Lo conseguimos al fin, con ayuda de nuestras amigas: una cita en una cafetería de Madrid y luego cine y discoteca. Durante días lo preparamos para el momento crucial, le dimos consejos sobre cómo comportarse y qué decir. Pablo estaba ilusionado y feliz. El día de autos lo hicimos ducharse y lo afeitamos nosotros mismos. Esteban le prestó su mejor camisa y yo lo repeiné y le puse en la cara unas gotas de colonia Nenuco. Lo acompañamos al autobús y lo despedimos deseándole suerte. Ya nos contarás esta noche, dijimos. Pepe, que como buen gaditano era un optimista, le había metido un preservativo en un bolsillo.

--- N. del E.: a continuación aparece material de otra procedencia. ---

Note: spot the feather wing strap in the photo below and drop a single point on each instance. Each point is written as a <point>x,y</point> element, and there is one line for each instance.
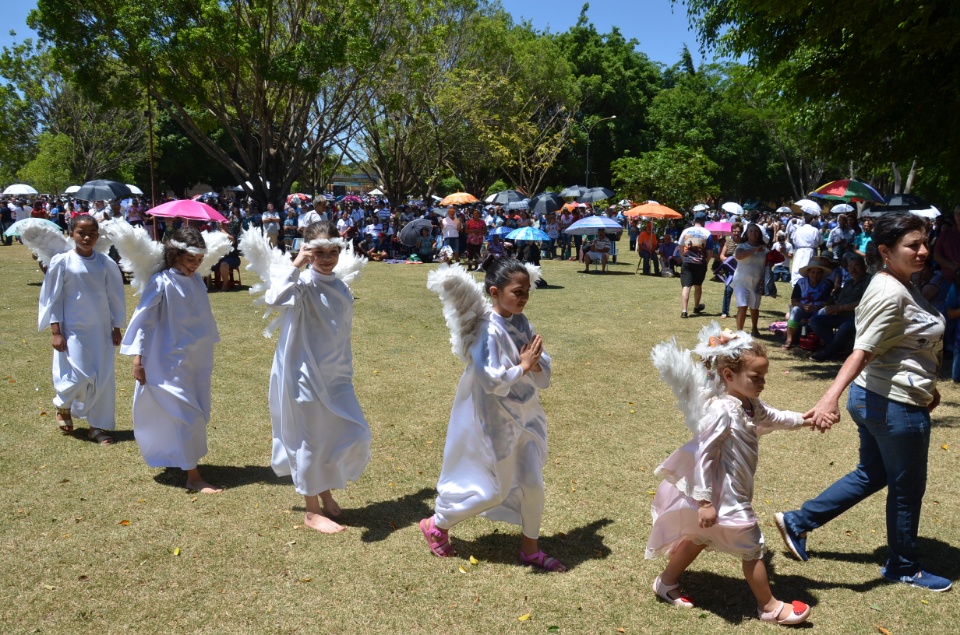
<point>140,255</point>
<point>689,381</point>
<point>464,306</point>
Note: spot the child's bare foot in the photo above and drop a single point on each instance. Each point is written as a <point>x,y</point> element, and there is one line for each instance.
<point>330,507</point>
<point>321,523</point>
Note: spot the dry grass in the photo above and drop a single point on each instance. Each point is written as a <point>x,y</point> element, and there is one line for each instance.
<point>245,565</point>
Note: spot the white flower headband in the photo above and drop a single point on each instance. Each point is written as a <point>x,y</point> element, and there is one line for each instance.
<point>196,251</point>
<point>324,242</point>
<point>716,342</point>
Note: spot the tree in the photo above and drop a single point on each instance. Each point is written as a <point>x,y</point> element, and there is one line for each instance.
<point>283,79</point>
<point>49,171</point>
<point>882,79</point>
<point>676,177</point>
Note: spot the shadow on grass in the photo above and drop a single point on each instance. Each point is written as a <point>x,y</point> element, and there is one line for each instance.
<point>573,548</point>
<point>379,520</point>
<point>226,476</point>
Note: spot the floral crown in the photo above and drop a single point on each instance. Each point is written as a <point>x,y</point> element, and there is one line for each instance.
<point>715,342</point>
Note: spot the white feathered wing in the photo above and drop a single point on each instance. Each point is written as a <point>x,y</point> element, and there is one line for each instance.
<point>464,306</point>
<point>690,382</point>
<point>140,255</point>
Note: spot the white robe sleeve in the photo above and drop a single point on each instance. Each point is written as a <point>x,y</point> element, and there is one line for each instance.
<point>283,286</point>
<point>51,294</point>
<point>768,419</point>
<point>115,295</point>
<point>143,322</point>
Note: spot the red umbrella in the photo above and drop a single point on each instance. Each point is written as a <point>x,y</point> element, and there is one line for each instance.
<point>192,210</point>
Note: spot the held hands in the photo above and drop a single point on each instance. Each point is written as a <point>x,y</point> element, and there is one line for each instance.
<point>707,514</point>
<point>530,355</point>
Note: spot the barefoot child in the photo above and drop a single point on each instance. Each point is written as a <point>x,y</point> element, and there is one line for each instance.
<point>497,436</point>
<point>82,302</point>
<point>705,498</point>
<point>320,436</point>
<point>171,337</point>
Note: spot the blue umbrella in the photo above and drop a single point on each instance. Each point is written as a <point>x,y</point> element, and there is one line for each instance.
<point>17,228</point>
<point>591,224</point>
<point>527,233</point>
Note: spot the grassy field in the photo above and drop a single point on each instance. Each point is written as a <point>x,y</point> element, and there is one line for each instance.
<point>92,540</point>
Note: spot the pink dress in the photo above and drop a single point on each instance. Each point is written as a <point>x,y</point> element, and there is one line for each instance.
<point>718,465</point>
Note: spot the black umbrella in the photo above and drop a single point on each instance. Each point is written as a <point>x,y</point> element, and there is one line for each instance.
<point>102,190</point>
<point>410,233</point>
<point>574,190</point>
<point>506,197</point>
<point>545,203</point>
<point>595,194</point>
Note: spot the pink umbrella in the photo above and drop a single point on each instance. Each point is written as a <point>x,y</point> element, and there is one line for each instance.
<point>192,210</point>
<point>719,229</point>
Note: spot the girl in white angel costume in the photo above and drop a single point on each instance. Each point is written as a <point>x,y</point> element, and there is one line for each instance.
<point>171,337</point>
<point>320,436</point>
<point>497,436</point>
<point>82,302</point>
<point>704,501</point>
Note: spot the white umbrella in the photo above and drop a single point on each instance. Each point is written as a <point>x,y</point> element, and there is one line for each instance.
<point>20,189</point>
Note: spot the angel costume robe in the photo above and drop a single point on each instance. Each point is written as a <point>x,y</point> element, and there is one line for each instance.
<point>497,436</point>
<point>173,331</point>
<point>717,465</point>
<point>320,436</point>
<point>84,295</point>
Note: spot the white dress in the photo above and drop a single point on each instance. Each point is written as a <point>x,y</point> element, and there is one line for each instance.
<point>84,295</point>
<point>320,436</point>
<point>497,436</point>
<point>174,331</point>
<point>719,466</point>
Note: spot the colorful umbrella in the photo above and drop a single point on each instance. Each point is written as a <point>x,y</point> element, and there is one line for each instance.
<point>459,198</point>
<point>652,209</point>
<point>189,209</point>
<point>848,190</point>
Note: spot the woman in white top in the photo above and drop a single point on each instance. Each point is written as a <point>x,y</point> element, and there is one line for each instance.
<point>892,375</point>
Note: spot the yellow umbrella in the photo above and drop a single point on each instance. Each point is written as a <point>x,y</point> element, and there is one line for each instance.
<point>459,198</point>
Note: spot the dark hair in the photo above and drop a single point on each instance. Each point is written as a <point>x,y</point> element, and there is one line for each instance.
<point>319,229</point>
<point>889,229</point>
<point>189,236</point>
<point>82,218</point>
<point>501,271</point>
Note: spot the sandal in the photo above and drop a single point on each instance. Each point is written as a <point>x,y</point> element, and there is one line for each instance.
<point>99,436</point>
<point>542,561</point>
<point>799,612</point>
<point>437,539</point>
<point>65,420</point>
<point>663,592</point>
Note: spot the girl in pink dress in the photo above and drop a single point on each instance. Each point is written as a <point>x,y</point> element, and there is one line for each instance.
<point>704,501</point>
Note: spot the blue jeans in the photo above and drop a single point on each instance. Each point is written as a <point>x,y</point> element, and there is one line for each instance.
<point>894,440</point>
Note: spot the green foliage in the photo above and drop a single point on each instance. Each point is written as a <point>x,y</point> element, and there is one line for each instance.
<point>676,176</point>
<point>49,171</point>
<point>878,76</point>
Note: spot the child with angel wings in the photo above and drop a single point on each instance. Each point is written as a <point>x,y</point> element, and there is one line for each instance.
<point>320,436</point>
<point>705,499</point>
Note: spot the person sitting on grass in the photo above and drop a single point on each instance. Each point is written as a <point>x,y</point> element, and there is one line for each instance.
<point>597,249</point>
<point>810,294</point>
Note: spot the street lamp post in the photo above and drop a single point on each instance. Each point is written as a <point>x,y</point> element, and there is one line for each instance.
<point>587,129</point>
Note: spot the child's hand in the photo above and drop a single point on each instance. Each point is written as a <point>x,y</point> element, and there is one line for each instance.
<point>59,343</point>
<point>530,354</point>
<point>708,516</point>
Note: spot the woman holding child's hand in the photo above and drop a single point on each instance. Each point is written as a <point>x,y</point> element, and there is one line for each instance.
<point>892,375</point>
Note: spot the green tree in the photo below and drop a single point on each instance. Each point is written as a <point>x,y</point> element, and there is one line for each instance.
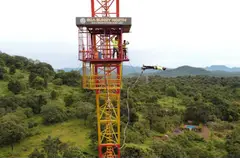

Después de cenar estábamos en mi habitación fumando Ducados y bebiendo Smirnoff cuando apareció Pablo, deshecho. Lloraba. Había esperado tres horas y media, pero la chica no se presentó nunca. Se derrumbó a nuestro lado, sobre mi cama. Siguió llorando mientras lo abrazábamos y le poníamos en la mano un vaso de vodka tras otro. Hizo un globo soplando en el preservativo y lo reventamos con un cigarrillo. Al fin se quedó dormido, húmedo el rostro de lágrimas. Cargándolo entre todos, lo llevamos a su habitación.
Yo empezaba a trabajar y a viajar en serio por esas fechas. Poco después dejé el colegio mayor y alquilé un apartamento. No volví a ver a Pablo. Me dijeron que abandonó la carrera y se alejó por las vueltas y revueltas del camino. A partir de ahí ignoro qué fue de él. Pero si aún vive y lee esta página, deseo que sepa que no lo he olvidado. Que su fracaso de aquel día fue también el de cuantos lo queríamos. Que sus amigos nunca lo llamamos Grasitas. Y que estoy seguro de que la vida le habrá concedido, al fin, toda la felicidad que su nobleza y su bondad merecían.